2.4 Local Government Act 2000
The passing of the Local Government Act 2000 in July 2000 provides further opportunities for communities to play a stronger role in partnership with local authorities on transport issues. Part 1 of the Act, ‘Community well-being’, gives local authorities new powers to promote the economic, social and environmental well-being of their areas in order to respond to the needs of their local communities, along with a duty to prepare community strategies in partnership with other local service providers. The strategies are to be based on an assessment of local needs, involving local communities in establishing priorities for action (DETR, 2000b). Government guidance on preparing community strategies was published in December 2000 (DETR, 2000c).
2.5 Transport Act 2000
Enacted on 30 November 2000, the Transport Act 2000 offers a further opportunity to take action on lowering speed limits. Section 268 of the Act gives local authorities the power to designate any road under their authority a quiet lane or a home zone, with speeds as low as 10mph. Furthermore, section 269 of the Act calls on the Secretary of State to review speed limits on rural roads, giving particular consideration to the possible institution of rural road hierarchies. In addition to those mechanisms already available for introducing lower speed limits on rural roads, the introduction of rural road hierarchies would enable local authorities to categorise rural roads according to use and fit speed limits to each category accordingly. The review must publish its findings by the end of November 2001.
2.6 References for Section 2
Bellefontaine, P (2000) ‘Transportation policy – Local Transport Plans and Package Bids’, in Design issues for rural traffic management: Conference Proceedings, Landscape Design Associates and Ross Silcock Ltd, Cheltenham: Countryside Agency

Bertauche, P (2000) in Design issues for rural traffic management – Conference Proceedings, Landscape Design Associates and Ross Silcock Ltd, Cheltenham: Countryside Agency


Buckinghamshire County Council (1999) Local Transport Plan 2000-2005, Aylesbury: BCC
DETR and Audit Commission (1999) Performance Indicators for 2000/2001: A joint consultation document produced by DETR and the Audit Commission on Best Value and local authority performance indicators for 2000/2001, London: DETR
DETR (2000a) Our Countryside: The Future; A Fair Deal for Rural England, London: DETR
DETR (2000b) News Release 514, ‘New Act delivers local leadership and local choice – Local Government Act gets Royal Assent’, 28 July 2000
DETR (2000c) Preparing community strategies: Government guidance to local authorities, London: DETR
Hampshire County Council (1998) Roads and Development Sub-Committee, Traffic calming in rural areas, 26 January 1998, Winchester: HCC
Makin, G (2000) ‘Stop, look, listen’, Surveyor, 6 April 2000, pp14-17
Phillips C, Considine, M and Lewis, R (2000) A Review of Audits and Strategies Produced by Crime and Disorder Partnerships in 1999, Briefing Note 8/00, London: Home Office Policing and Reducing Crime Unit
Surrey County Council (undated) Strategic traffic action in rural areas: Traffic demand management initiative 1997 to 1999, unpublished
SECTION 3
SPEED MANAGEMENT STRATEGIES
3.1 City of York Speed Management Plan
York City Council has pioneered a danger reduction approach to speed management since the 1980s, and as a result has met national casualty reduction targets well in advance of target dates. The Road Danger Reduction Charter is the basis of its Road Safety Strategy. The Charter pledges the Council to:
Seek a genuine reduction in danger for all road users by identifying and controlling the principal sources of threat.

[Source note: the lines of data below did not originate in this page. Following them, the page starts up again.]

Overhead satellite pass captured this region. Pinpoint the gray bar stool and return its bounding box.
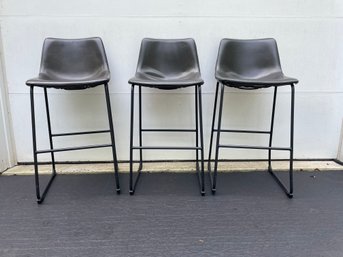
[129,38,205,195]
[26,37,120,203]
[208,38,298,198]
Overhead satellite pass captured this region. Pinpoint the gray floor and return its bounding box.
[0,171,343,257]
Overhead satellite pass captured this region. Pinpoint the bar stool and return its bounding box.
[129,38,205,195]
[26,37,120,204]
[208,38,298,198]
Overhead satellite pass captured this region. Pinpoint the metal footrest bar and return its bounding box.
[51,130,111,137]
[36,144,112,154]
[213,129,270,134]
[132,146,201,150]
[141,129,196,132]
[218,145,292,151]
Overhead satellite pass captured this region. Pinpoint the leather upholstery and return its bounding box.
[129,38,204,89]
[26,37,110,90]
[215,38,298,89]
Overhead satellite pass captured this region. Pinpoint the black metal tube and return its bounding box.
[289,84,295,197]
[44,87,56,174]
[51,130,111,137]
[213,129,270,134]
[197,85,205,196]
[132,146,201,150]
[268,87,277,170]
[104,83,120,194]
[36,144,112,154]
[129,85,135,195]
[142,129,196,132]
[30,86,41,200]
[207,82,219,171]
[138,86,143,170]
[219,145,291,151]
[212,84,225,193]
[194,86,199,164]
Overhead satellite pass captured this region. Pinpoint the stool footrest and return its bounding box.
[218,145,292,151]
[36,144,112,154]
[213,129,270,134]
[51,130,111,137]
[132,146,201,150]
[141,129,196,132]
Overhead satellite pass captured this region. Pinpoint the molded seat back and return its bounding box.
[216,38,283,79]
[136,38,200,80]
[40,37,109,81]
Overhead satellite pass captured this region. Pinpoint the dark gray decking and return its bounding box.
[0,169,343,257]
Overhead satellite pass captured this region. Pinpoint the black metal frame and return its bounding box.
[30,83,120,204]
[129,84,205,195]
[208,81,295,198]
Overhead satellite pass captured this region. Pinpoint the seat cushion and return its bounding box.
[26,71,110,90]
[129,72,204,89]
[216,72,298,89]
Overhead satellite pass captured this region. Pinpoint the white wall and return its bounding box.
[0,26,15,170]
[0,0,343,161]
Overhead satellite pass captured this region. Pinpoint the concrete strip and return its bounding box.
[2,161,343,176]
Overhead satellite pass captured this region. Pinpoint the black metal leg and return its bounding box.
[268,87,277,171]
[194,86,199,167]
[138,86,143,170]
[30,86,56,204]
[197,86,205,196]
[289,84,295,195]
[44,87,56,174]
[212,84,225,193]
[207,82,219,174]
[104,83,120,194]
[269,84,295,198]
[129,85,141,195]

Find new measures to define the level of danger on our roads. These would more accurately monitor the use of and threat to benign modes.

Discourage the unnecessary use of private motor transport where alternative benign modes or public transport are equally or more viable.

Pursue a transport strategy for environmentally sustainable travel based on developing efficient, integrated public transport systems. This recognises that current levels of motor traffic should not increase.